You are viewing a plain text version of this content. The canonical link for it is here.
Posted to user@hive.apache.org by Michał Anglart <an...@gmail.com> on 2011/01/04 22:21:07 UTC

Master thesis about Hive/Pig/MapReduce

Hi Everybody,

I'm a soon-to-graduate student of computer science at the Univeristy
of Wrocław in Poland. Currently I'm starting to write my master thesis
and I'm looking for some inspirations/ideas.

First of all I want to write about MapReduce - as far as I know nobody
took such topics as their thesis at my faculty, but the topic is
interesting, so someone should start. Lately I thought that maybe I
could consider comparing Java's MapReduce with Hive and Pig in terms
of it's performance, optimizations that are used inside etc.
Personally I had found it nice idea as it would allowed me to learn
both frameworks and take a look at the way they work. Unfortunately I
found out that Robert Stewart from Heriot Watt Univeristy wrote his
thesis in "Performance & Programming Comparison of JAQL, Hive, Pig and
Java" which can be found via Google. I looked through this paper and
it looks quite similar to what I wanted to do.

After this discover I thought that maybe a little bit different
approach to performance comparison can prove to be a succesful topic
for my master thesis: specifically I'm thinking about comparing the
frameworks in some real-life problem. Robert in his paper made the
experiments on few quite simple problems like word count, simple join
of two sets or logs proccessing. I'm thinking about first: comparing
them in real-life problem and second: look for optimizations that can
be made in Pig or Hive (e.g. choosing join strategy) and how it
affects the performance of the frameworks.

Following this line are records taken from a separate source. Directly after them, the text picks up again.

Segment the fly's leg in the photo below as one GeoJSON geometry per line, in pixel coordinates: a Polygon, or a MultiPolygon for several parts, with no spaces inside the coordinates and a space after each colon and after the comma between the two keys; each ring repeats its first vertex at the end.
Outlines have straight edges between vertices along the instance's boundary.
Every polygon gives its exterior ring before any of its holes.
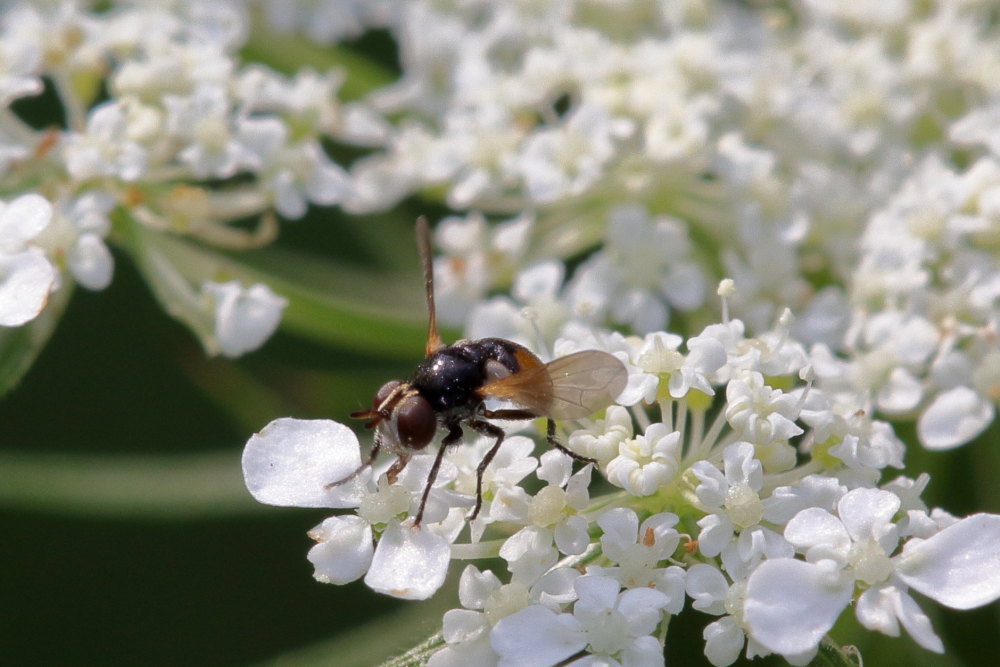
{"type": "MultiPolygon", "coordinates": [[[[499,412],[504,411],[500,410],[499,412]]],[[[476,468],[476,508],[469,515],[469,521],[475,521],[476,517],[479,516],[479,510],[483,507],[483,474],[486,472],[486,468],[489,467],[490,461],[497,455],[500,445],[503,444],[504,432],[499,426],[481,419],[473,419],[469,422],[469,426],[483,435],[496,438],[496,442],[490,447],[490,451],[486,452],[486,456],[483,457],[483,460],[479,462],[479,467],[476,468]]]]}
{"type": "Polygon", "coordinates": [[[550,445],[552,445],[553,447],[555,447],[556,449],[558,449],[560,452],[570,457],[571,459],[576,459],[581,463],[593,463],[595,467],[597,466],[597,459],[592,459],[589,456],[582,456],[580,454],[577,454],[572,449],[566,447],[558,440],[556,440],[556,423],[551,419],[549,419],[548,422],[549,423],[546,429],[545,439],[548,441],[550,445]]]}
{"type": "Polygon", "coordinates": [[[382,442],[376,436],[375,437],[375,444],[372,445],[372,450],[371,450],[371,452],[368,453],[368,460],[365,461],[364,463],[362,463],[361,465],[359,465],[358,468],[357,468],[357,470],[355,470],[354,472],[352,472],[350,475],[348,475],[344,479],[336,481],[336,482],[330,482],[329,484],[325,484],[323,486],[323,490],[324,491],[329,491],[330,489],[332,489],[335,486],[340,486],[341,484],[347,484],[352,479],[354,479],[355,477],[357,477],[358,475],[360,475],[362,472],[364,472],[366,468],[370,468],[371,465],[372,465],[372,462],[375,461],[375,456],[378,455],[380,449],[382,449],[382,442]]]}
{"type": "MultiPolygon", "coordinates": [[[[437,479],[438,470],[441,468],[441,459],[444,458],[444,452],[449,446],[455,444],[462,439],[462,427],[457,423],[447,424],[448,435],[441,440],[441,447],[438,449],[437,456],[434,457],[434,465],[431,466],[431,472],[427,475],[427,484],[424,485],[424,493],[420,496],[420,507],[417,509],[417,516],[413,519],[414,527],[419,527],[420,522],[424,519],[424,506],[427,504],[427,496],[431,493],[431,487],[434,486],[434,480],[437,479]]],[[[395,467],[395,466],[393,466],[395,467]]],[[[402,468],[400,468],[402,470],[402,468]]],[[[391,469],[390,469],[391,471],[391,469]]],[[[398,471],[397,471],[398,472],[398,471]]],[[[392,479],[391,481],[395,481],[392,479]]]]}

Ok, after this long introduction I want to ask you: do you think it is
interesting approach and does it make any sense? Is it worth trying?
If so - maybe you can suggest me the features of frameworks on which I
should look closer and maybe a real-life problems that can be used in
the experiments?

I look forward for any comments - thanks in advance.

p.s. I've posted this messege on both framework's mailing lists - hive and pig.


Thanks!
Michal